CIS developed the AMIs, which are available in the cloud on Amazon Web Services, so organizations can leverage the benefits of the cloud while also adhering to best practice security standards.
“As more organizations use the cloud, the need for enhanced security becomes even more critical,” said Rick Comeau, strategic adviser at CIS. “Government is often very resource constrained, so they are looking more and more at the cloud. But they also have to ensure security and work with a vendor that meets FedRAMP [Federal Risk and Authorization Management Program] standards.”
The CIS AMIs are available on demand on a computer-hour basis and are the only virtual machines available in the cloud that are preconfigured based on CIS’ internationally recognized secure configuration recommendations.

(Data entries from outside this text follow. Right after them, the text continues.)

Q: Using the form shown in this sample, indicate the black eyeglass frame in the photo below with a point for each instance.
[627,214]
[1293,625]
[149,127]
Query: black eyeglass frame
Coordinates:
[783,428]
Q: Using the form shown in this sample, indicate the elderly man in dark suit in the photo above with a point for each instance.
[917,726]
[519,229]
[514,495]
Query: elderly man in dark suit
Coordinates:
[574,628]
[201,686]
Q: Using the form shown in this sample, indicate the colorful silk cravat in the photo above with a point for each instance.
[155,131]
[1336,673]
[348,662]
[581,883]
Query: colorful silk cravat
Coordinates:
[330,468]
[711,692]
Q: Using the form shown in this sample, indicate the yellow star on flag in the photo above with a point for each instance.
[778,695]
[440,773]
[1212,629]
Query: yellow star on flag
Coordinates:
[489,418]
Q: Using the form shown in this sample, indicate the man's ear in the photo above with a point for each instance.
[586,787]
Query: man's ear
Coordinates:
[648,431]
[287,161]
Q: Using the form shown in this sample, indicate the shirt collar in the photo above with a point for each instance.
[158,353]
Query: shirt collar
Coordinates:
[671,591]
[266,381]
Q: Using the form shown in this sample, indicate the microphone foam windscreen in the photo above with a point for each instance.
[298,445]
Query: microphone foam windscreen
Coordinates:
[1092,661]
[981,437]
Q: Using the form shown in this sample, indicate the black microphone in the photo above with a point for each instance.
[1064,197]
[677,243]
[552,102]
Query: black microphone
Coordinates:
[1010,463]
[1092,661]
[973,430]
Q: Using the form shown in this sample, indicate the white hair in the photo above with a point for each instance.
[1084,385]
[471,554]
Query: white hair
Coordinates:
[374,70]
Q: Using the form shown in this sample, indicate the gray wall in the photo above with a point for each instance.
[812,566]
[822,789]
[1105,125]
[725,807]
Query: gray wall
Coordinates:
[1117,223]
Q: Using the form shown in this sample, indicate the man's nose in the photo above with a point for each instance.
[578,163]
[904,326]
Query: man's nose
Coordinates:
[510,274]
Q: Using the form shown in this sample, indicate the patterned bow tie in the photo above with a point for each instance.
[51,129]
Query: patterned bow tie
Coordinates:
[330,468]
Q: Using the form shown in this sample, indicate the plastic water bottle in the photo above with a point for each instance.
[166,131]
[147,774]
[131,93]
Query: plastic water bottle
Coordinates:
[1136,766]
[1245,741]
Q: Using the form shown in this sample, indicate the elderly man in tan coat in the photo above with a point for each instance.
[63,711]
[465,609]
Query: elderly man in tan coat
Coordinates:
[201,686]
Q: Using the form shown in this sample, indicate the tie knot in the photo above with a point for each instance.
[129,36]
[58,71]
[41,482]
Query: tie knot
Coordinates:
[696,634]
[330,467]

“The AMIs provide a very cost-effective way to get a great extra layer of security,” said Comeau. “That means hundreds of configuration updates from what the default settings would be – a lot of which are very insecure – instantly available to state and local governments or anyone around the world.”
The CIS AMIs are available in the AWS Marketplace for use by any organization that uses Amazon Elastic Compute Cloud (EC2). They are available for six CIS benchmarks-hardened systems, including Microsoft Windows, Linux and Ubuntu.
The Center for Internet Security is an international nonprofit organization focused on enhancing the cybersecurity readiness and response of public- and private-sector entities.